The loss of the Soviets’ East European buffer has left them feeling vulnerable and has reinforced old fears of an aggressive Germany. Gorbachev can’t afford to look soft on the issue. His only bargaining chip: the 380,000 Soviet troops on German soil. What is the price for removing them? Bush signaled Gorbachev that while the West won’t budge on German membership in NATO, it is ready to accommodate Soviet security concerns. Some options:
NATO radically changes into a more political alliance. This would mean altering both structure and doctrine–including the possible abandonment of “flexible response”–NATO’s option to go nuclear if Germany were threatened by East-bloc conventional forces. This would include NATO’s agreeing to immediate talks aimed at removing all short-range nuclear weapons from German soil. American sources say Gorbachev is looking for a formal NATO commitment something more than verbal assurances that NATO is changing.
A still-undefined Soviet observer status in NATO. “That would be a powerful symbol that NATO is no longer an anti-Soviet organization,” said Soviet analyst Andrei Kortunov.
West German Foreign Minister Hans-Dietrich Genscher’s plan, in which no NATO troops would move into what is now East Germany, and Soviet troops would remain for two or three years-paid for by a united Germany.
An expanded role for CSCE, including a risk-reduction center, perhaps in Berlin, and a conflict resolution forum.
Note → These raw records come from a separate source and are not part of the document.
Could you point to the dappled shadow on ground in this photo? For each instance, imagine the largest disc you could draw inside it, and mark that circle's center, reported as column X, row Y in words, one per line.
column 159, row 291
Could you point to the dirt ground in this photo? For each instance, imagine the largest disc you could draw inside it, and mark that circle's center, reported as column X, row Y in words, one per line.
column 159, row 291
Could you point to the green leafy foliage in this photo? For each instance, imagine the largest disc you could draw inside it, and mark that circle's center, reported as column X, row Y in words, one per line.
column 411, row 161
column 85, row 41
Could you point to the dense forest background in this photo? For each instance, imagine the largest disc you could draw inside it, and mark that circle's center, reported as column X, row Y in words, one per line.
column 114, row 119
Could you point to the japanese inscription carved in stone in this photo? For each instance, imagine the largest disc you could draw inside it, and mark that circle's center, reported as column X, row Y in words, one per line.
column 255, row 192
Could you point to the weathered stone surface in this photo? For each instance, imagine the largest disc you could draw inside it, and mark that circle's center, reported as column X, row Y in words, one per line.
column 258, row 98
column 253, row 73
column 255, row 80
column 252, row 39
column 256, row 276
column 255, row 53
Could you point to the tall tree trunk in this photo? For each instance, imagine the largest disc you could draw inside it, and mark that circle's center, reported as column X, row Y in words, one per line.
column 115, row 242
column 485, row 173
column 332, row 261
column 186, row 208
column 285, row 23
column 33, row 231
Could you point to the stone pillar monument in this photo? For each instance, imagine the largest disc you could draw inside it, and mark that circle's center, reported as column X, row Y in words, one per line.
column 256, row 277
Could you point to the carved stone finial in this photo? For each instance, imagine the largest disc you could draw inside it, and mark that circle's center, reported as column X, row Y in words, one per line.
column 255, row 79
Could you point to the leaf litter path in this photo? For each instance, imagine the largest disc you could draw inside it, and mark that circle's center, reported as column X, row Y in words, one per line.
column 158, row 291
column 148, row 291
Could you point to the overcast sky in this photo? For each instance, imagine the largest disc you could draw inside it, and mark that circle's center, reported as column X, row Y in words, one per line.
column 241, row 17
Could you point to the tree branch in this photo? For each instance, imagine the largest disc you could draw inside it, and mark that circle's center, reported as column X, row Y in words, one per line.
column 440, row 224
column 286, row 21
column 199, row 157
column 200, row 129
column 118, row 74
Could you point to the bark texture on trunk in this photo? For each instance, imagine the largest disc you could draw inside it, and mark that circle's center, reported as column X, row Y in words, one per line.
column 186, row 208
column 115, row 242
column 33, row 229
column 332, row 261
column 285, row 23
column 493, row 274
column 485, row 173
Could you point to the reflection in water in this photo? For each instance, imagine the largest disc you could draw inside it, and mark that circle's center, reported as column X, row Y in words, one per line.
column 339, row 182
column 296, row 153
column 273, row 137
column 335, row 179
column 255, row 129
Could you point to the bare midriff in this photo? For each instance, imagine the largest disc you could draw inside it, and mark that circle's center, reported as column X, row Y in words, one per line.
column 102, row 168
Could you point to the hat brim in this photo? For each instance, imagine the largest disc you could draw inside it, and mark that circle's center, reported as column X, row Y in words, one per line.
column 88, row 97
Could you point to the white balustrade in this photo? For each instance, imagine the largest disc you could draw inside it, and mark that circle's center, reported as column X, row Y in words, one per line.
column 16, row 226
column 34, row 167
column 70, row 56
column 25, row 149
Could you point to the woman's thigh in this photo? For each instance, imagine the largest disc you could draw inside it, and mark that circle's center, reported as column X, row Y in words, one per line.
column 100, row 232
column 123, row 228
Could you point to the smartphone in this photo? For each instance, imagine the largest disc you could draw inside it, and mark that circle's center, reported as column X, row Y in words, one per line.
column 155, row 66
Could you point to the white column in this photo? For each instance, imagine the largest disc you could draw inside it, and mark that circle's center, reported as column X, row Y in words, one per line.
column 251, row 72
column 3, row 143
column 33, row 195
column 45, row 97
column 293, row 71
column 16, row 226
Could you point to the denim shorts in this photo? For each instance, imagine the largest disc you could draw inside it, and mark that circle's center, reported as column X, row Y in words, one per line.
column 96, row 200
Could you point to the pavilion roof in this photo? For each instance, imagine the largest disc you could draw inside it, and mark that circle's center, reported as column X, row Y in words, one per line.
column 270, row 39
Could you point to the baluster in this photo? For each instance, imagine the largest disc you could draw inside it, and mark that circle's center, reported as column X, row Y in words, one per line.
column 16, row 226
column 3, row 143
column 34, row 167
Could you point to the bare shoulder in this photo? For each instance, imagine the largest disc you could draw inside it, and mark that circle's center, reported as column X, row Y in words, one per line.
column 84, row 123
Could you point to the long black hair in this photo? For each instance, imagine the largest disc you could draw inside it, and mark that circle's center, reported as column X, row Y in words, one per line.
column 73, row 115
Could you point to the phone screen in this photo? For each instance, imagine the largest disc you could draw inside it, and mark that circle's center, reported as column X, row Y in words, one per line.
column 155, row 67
This would provide the Soviet Union a permanent toehold in Europe without troops. “There are all kinds of creative ideas out there for changing NATO and the security face of Europe,” said a U.S. official. “But we have to get the Soviets to engage.”
Time is short. The two Germanys adopt one currency on July 2. By early fall, East Germany is expected to reinstate the historic five East German Lander, or separate states. By early December, freely elected state parliaments could quickly vote to join West Germany. All-German elections could soon follow. Political union–save for Berlin–would be complete, but Germany would not be a fully sovereign state. Most of all, it would lack Soviet blessing. “What’s wrong with this picture . . . is that the baby would be born without a birth certificate,” says Helmut Sonnenfeldt of the Brookings Institution. Like any illegitimate birth, it may set the families once more at odds.